Tidy Tuesday: Pixar’s Critical Consensus

tidytuesday
R
film-analysis
data-visualization
Exploring how different rating systems evaluate Pixar’s 27-film catalog, from Toy Story to Elemental
Author

Sean Thimons

Published

March 11, 2025

Preface

From TidyTuesday repository.

This week’s data explores Pixar films and public reception. The datasets come from the {pixarfilms} R package by Eric Leung, which provides information about Pixar’s film catalog, including production details and critical/audience scores.

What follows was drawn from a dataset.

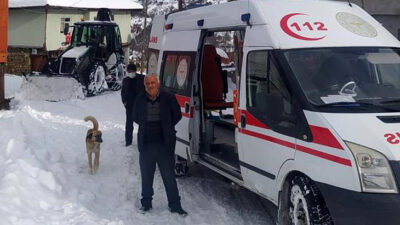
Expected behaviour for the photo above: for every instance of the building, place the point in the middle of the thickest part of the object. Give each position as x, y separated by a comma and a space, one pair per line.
36, 27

Suggested Questions: 1. Why are certain values missing across datasets? 2. Which films receive the highest scores in each rating system, and do different rating sources diverge significantly? 3. How do box office figures correlate with critical ratings and audience scores? 4. Are there patterns between domestic versus worldwide box office performance and critical reception?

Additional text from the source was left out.